La présidente du tribunal a désigné M. Le Fiblec, premier conseiller, pour statuer sur les demandes de référé.
Considérant ce qui suit :
1. M. A…, ressortissant guinéen né le 22 février 2002 à Baffa (Guinée), est entré en France le 17 septembre 2018, à l’âge de 16 ans. Il a été pris en charge et placé auprès de l’aide sociale à l’enfance (ASE) par le département de la Haute-Garonne. Il a bénéficié d’un contrat d’apprentissage du 12 novembre 2019 au 31 août 2021 afin de préparer le certificat d’apprentissage professionnel (CAP) Couvreur, diplôme qu’il a obtenu. Il s’est vu délivrer quatre titres de séjour successifs. Le 16 janvier 2025, M. A… a sollicité le renouvellement de son titre de séjour en qualité de « travailleur temporaire ». Par une décision du 8 février 2026, la préfète du Lot a refusé de lui renouveler son titre de séjour. M. A… demande au juge des référés, saisi sur le fondement de l’article L. 521-1 du code de justice administrative, la suspension de cette décision.
2. Aux termes de l’article L. 521-1 du code de justice administrative : « Quand une décision administrative, même de rejet, fait l’objet d’une requête en annulation ou en réformation, le juge des référés, saisi d’une demande en ce sens, peut ordonner la suspension de l’exécution de cette décision, ou de certains de ses effets, lorsque l’urgence le justifie et qu’il est fait état d’un moyen propre à créer, en l’état de l’instruction, un doute sérieux quant à la légalité de la décision. ». Aux termes de l’article L. 522-1 du même code : « Le juge des référés statue au terme d’une procédure contradictoire écrite ou orale. Lorsqu’il lui est demandé de prononcer les mesures visées aux articles L. 521-1 et L. 521-2, de les modifier ou d’y mettre fin, il informe sans délai les parties de la date et de l’heure de l’audience publique (…). ». L’article L. 522-3 de ce même code dispose : « Lorsque la demande ne présente pas un caractère d’urgence ou lorsqu’il apparaît manifeste, au vu de la demande, que celle-ci ne relève pas de la compétence de la juridiction administrative, qu’elle est irrecevable ou qu’elle est mal fondée, le juge des référés peut la rejeter par une ordonnance motivée sans qu’il y ait lieu d’appliquer les deux premiers alinéas de l’article L. 522-1 ».
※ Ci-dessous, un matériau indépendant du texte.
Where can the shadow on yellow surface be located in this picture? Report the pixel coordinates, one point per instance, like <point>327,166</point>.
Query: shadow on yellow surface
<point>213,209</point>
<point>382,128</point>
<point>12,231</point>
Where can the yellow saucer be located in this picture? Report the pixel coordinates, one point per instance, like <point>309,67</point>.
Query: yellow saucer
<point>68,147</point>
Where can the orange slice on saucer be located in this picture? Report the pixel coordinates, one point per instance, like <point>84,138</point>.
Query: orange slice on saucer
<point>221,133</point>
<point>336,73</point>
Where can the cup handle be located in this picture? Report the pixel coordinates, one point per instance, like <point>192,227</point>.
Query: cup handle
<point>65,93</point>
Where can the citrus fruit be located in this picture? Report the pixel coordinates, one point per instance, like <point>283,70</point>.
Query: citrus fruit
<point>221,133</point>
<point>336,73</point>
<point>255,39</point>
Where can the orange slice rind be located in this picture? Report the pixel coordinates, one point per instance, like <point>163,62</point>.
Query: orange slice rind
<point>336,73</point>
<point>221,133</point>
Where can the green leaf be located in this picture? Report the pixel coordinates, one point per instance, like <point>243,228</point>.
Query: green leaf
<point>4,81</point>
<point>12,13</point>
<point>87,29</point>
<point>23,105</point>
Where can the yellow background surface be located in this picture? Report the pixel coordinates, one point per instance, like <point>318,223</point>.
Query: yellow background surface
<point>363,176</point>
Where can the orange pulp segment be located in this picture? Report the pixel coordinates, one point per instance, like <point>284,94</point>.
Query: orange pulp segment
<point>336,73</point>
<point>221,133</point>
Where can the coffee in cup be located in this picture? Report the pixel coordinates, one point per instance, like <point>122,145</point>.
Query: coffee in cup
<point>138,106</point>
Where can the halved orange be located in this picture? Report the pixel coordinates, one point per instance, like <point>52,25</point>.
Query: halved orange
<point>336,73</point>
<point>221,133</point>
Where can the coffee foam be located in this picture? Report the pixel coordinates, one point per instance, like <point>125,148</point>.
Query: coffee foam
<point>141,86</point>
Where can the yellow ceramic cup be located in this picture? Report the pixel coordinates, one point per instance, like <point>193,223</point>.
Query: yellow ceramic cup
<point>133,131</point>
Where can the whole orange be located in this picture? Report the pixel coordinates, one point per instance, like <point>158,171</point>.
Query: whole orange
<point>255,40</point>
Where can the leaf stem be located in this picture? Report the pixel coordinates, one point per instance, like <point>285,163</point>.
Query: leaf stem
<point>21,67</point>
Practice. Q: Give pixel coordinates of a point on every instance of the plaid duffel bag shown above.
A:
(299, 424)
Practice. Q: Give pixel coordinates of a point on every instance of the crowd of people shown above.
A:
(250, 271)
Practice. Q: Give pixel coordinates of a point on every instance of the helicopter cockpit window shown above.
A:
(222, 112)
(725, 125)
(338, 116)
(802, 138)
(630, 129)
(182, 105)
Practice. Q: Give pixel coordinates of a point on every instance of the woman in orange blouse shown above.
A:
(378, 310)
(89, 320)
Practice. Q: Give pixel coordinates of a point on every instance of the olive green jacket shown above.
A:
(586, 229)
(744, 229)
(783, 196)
3. Aux termes des dispositions de l’article L. 421-1 du code de l’entrée et du séjour des étrangers et du droit d’asile : « L’étranger qui exerce une activité salariée sous contrat de travail à durée indéterminée se voit délivrer une carte de séjour temporaire portant la mention « salarié » d’une durée maximale d’un an. / La délivrance de cette carte de séjour est subordonnée à la détention préalable d’une autorisation de travail, dans les conditions prévues par les articles L. 5221-2 et suivants du code du travail. (…) ». Selon les dispositions de l’article L. 421-3 du même code : « L’étranger qui exerce une activité salariée sous contrat de travail à durée déterminée ou qui fait l’objet d’un détachement conformément aux articles L. 1262-1, L. 1262-2 et L. 1262-2-1 du code du travail se voit délivrer une carte de séjour temporaire portant la mention « travailleur temporaire » d’une durée maximale d’un an. / La délivrance de cette carte de séjour est subordonnée à la détention préalable d’une autorisation de travail, dans les conditions prévues par les articles L. 5221-2 et suivants du code du travail. / Elle est délivrée pour une durée identique à celle du contrat de travail ou du détachement, dans la limite d’un an. / Elle est renouvelée pour une durée identique à celle du contrat de travail ou du détachement. ».
4. Il ressort des pièces du dossier que M. A… ne justifie, à la date de la décision contestée, ni d’un contrat de travail à durée déterminée en cours de validité, ni d’une autorisation préalable de travail. Dans ces conditions, aucun des moyens invoqués par le requérant à l’encontre de la décision contestée, tels qu’ils ont été visés ci-dessus et analysés, n’est manifestement de nature, au vu de la demande et en l’état du dossier, à créer un doute sérieux sur la légalité de cette décision.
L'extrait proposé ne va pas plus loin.